Kaisar langit masih berada di dalam kuil salah satu Dewa yang berada di sana dan kembali mengurusi beberapa urusan alam surga yang dikerjakan oleh Xiao Guang Yu sebelum kematiannya.
__ADS_1
Lembaran kertas tersebut sama sekali tidak memberikan tanda bahaya melainkan semuanya terlihat aman dan terjaga. Tidak perlu ada yang dikhawatirkan selama Xiao Guang Yu yang mengurus semua urusan-urusan ini.
Setelah melihat beberapa kejadian yang sangat memilukan untuknya apalagi, Xiao Guang Yu telah mendapat fitnah yang berujung pada kematiannya. Kaisar langit juga telah menghukum para hakim Dewa yang pada saat itu memberikan hukuman untuk Xiao Guang Yu atas kesalahan yang belum tentu itu adalah kesalahan dirinya.

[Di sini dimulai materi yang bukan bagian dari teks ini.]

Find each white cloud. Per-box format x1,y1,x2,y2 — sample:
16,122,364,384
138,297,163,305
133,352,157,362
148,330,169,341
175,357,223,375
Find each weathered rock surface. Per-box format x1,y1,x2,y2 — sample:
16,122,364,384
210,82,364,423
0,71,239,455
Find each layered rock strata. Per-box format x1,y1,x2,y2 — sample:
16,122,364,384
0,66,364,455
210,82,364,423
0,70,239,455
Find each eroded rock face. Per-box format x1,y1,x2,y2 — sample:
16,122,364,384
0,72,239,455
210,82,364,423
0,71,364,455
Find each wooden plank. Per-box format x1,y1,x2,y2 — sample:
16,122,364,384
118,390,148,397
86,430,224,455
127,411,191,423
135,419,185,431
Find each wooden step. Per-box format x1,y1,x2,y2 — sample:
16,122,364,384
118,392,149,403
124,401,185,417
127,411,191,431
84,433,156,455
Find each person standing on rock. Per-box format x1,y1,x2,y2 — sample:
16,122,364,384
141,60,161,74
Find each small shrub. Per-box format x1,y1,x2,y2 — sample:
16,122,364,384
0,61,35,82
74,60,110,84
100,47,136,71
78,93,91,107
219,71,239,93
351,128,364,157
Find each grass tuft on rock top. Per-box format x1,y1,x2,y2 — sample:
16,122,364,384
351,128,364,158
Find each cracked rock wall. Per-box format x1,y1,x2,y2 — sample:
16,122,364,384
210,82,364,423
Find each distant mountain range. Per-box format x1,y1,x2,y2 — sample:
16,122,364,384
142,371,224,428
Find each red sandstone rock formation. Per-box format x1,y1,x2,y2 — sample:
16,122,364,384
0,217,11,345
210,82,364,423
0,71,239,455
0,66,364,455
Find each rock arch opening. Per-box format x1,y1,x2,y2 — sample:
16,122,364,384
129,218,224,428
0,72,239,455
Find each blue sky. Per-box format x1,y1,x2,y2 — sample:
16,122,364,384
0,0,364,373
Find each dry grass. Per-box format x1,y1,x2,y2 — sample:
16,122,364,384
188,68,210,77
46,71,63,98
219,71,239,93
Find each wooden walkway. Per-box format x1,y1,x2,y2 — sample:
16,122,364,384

Kaisar langit berkata pada Qing Luo yang ada di belakangnya dan sedang menemaninya untuk berkeliling memeriksa keadaan, "Apakah kau juga melihatnya? Tidak ada tanda-tanda bahaya yang akan mengancam alam fana dan alam surga. Lalu, mengapa kalian tidak memeriksanya terlebih dahulu mengenai semua dokumen yang ada disini?"
Qing Luo menjawab dengan ragu, "Karena perintah Yang Mulia sangat mutlak untuk kami dan kami pun juga tidak akan membantahnya."
Kaisar langit kembali berkata, "Jika menurut kalian hal ini sangat mutlak, mengapa tidak mengetahui bahwa ada sebuah mantra yang terpasang pada surat yang aku berikan untuk kalian?"
Qing Luo menjawab, "Kami, benar-benar tidak mengetahui akan hal itu Yang Mulia. Mantra yang dipasang, sangatlah tidak bisa dibedakan dengan mantra milik Anda."
Kaisar langit berpikir sebelum menjawab, "Sebaiknya jika tidak cepat dilakukan. Aku harus segera merekrut Dewa perang yang baru agar alam iblis tidak menyerang alam fana dan alam surga."
Qing Luo bertanya, "Apakah Yang Mulia tidak akan menunggu reinkarnasinya saja?"
Kaisar langit langsung menjawab, "Tidak perlu. Hal ini terjadi secara mendadak dan waktunya tidak cukup untuk mengatasi hal seberat ini."
Salah seorang wanita yang menjadi junior dewa musim semi Lan Yue, berlari tergesa-gesa menuju keduanya dan langsung berkata dengan panik, "Yang Mulia! Barusan terjadi pertarungan besar antara iblis siluman rubah dan ular! Mereka, telah banyak menghancurkan bebatuan serta pohon-pohon disana dan bahkan, sebuah gunung hampir di rusak akibat ulah mereka berdua."
Kaisar langit terdiam dan menjawab, "Iblis siluman rubah dan ular. Mereka adalah pelayan bagi Dewa perang dan pastinya setelah pertarungan besar itu, mereka juga akan mati. Dengan kata lain, kerusakan itu bisa teratasi dengan cepat. Suruh Lan Yue untuk memperbaiki semua itu."
Wanita tersebut belum berhenti dan kembali berkata, "Tapi, Yang Mulia! Ada satu hal yang perlu dikhawatirkan! Salah satu iblis petaka yang pernah mengadakan kudeta di berbagai wilayah dan juga pedang Jianshi miliknya, telah berdiri di depan istana para Dewa!"
Kaisar langit menatapnya dengan sangat terkejut dan berkata, "Iblis petaka?! Maksudmu, laki-laki yang menjadi alasan kenaikan Xiao Guang Yu ke alam surga, Li Ruo?!"